Em seu 1.001 noites no Cinema, Pauline Kael descreve "Rastros de Ódio" (Globo, 0h) como um filme "formal e afetado". Ela chama a atenção para a porta que emoldura o Ethan Edwards (John Wayne), que seria uma das marcas dessa afetação.
É um ponto de vista idiossincrático e, ao longo de seu texto, a crítica norte-americana não cansa de atribuir ao filme o que julga defeitos do personagem, tais como ser grosseiro e machista.
Ethan também é racista: detesta índios e, se agride em tempo integral Jeffrey Hunter –o jovem que o acompanha anos a fio na busca da sobrinha sequestrada pelos índios– é porque ele é um mestiço.
Bem, Etham não é um cavalheiro de salão. É um ser amargo, um solitário completo, cuja única ligação no mundo são as pessoas massacradas durante sua ausência.
Todo o seu trajeto -de uma obstinação exemplar - consiste em buscar as marcas vivas de seu sangue, sua ligação no mundo.
O que parece desagradar especialmente a Kael é um aspecto evidente: embora Ethan seja John Wayne, está muito longe de se assemelhar a qualquer coisa que se passa chamar de heroí.

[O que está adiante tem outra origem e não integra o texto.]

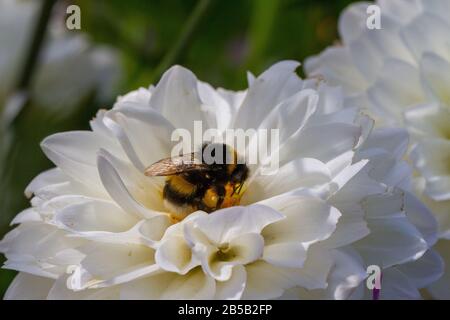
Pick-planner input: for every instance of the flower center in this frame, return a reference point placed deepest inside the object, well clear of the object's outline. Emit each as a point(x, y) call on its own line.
point(225, 253)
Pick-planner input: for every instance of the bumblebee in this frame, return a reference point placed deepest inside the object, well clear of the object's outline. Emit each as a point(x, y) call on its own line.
point(195, 184)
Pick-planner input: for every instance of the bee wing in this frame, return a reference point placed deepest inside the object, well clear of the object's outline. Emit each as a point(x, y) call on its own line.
point(175, 165)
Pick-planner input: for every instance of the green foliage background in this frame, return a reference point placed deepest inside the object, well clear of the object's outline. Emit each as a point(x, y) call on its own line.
point(224, 40)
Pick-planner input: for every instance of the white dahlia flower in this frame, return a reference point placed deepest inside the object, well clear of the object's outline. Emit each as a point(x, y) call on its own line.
point(98, 228)
point(70, 68)
point(401, 74)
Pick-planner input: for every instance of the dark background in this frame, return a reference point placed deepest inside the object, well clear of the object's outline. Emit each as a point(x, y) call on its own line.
point(218, 40)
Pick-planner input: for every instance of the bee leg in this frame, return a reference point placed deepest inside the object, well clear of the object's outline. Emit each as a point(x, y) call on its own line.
point(221, 192)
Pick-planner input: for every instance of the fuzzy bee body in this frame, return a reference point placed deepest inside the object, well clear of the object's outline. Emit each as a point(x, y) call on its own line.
point(192, 186)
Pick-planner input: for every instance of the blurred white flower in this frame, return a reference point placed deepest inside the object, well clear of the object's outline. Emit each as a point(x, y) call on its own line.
point(70, 68)
point(98, 227)
point(401, 74)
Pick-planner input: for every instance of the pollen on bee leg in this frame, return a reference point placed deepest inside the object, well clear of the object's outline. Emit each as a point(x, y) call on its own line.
point(232, 198)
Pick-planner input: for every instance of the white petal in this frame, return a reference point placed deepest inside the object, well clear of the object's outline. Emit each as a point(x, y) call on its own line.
point(297, 174)
point(28, 287)
point(307, 221)
point(118, 191)
point(418, 39)
point(52, 176)
point(60, 291)
point(424, 271)
point(264, 94)
point(436, 73)
point(234, 287)
point(176, 97)
point(170, 286)
point(224, 225)
point(174, 254)
point(441, 288)
point(391, 241)
point(95, 216)
point(108, 264)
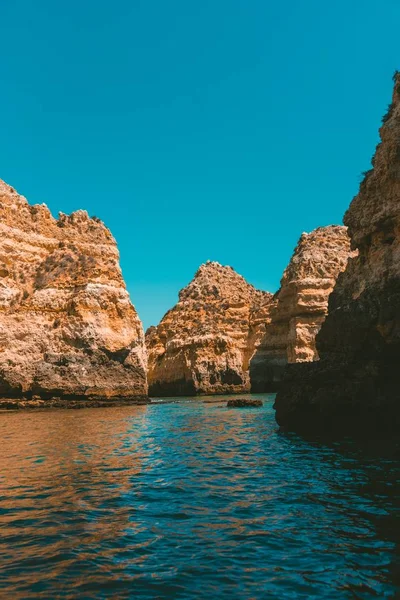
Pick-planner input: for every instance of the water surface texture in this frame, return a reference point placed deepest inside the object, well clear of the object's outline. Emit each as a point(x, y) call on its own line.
point(191, 500)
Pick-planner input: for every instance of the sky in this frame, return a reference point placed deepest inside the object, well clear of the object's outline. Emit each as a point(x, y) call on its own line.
point(196, 130)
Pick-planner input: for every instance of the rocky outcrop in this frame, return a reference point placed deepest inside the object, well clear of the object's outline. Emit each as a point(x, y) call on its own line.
point(203, 344)
point(294, 319)
point(67, 327)
point(355, 385)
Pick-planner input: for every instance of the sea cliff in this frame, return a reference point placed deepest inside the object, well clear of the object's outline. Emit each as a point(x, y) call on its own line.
point(300, 305)
point(203, 344)
point(67, 327)
point(355, 385)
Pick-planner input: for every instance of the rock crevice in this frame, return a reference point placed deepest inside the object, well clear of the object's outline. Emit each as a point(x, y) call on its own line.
point(65, 313)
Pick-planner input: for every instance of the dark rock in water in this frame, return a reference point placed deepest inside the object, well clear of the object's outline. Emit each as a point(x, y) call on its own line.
point(355, 385)
point(243, 403)
point(36, 402)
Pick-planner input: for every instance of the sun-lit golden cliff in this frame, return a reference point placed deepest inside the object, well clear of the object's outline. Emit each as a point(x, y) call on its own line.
point(67, 326)
point(300, 306)
point(203, 344)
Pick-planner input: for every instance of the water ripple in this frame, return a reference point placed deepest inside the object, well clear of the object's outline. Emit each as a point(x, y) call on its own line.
point(191, 500)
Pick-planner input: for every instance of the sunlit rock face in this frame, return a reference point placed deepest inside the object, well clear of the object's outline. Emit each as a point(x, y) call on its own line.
point(67, 326)
point(356, 383)
point(203, 344)
point(300, 306)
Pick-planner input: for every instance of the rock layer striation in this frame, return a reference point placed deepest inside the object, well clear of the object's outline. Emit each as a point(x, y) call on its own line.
point(203, 345)
point(67, 326)
point(355, 386)
point(300, 306)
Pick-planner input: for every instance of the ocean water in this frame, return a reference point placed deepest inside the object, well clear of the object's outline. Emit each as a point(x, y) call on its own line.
point(192, 500)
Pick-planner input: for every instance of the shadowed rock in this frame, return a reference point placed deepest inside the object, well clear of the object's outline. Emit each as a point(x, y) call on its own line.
point(67, 326)
point(293, 320)
point(355, 385)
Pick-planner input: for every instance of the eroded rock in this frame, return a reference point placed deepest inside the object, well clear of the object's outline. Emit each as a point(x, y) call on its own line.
point(355, 386)
point(67, 326)
point(203, 344)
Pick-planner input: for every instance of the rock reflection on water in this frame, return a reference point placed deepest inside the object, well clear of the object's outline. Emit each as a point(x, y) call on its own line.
point(190, 500)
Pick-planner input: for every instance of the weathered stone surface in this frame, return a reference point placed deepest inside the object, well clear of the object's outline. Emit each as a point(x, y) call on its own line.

E um dos méritos de John Ford no filme é justamente introduzir na mitologia do Oeste esse homem com muito mais fraquezas de que virtudes.
De certa forma, seu "heroísmo" consiste em ir ao extremo da vida, descer ao inferno de si mesmo e voltar com uma centelha de vida, em transformar o negativo em positivo, a morte em vida.
É um filme que se afasta dos padrões hollywoodianos, de seus clichês, em cada imagem. E que também parece apontar os limites do método crítico de Pauline Kael: o conteúdo nem sempre está onde finge estar.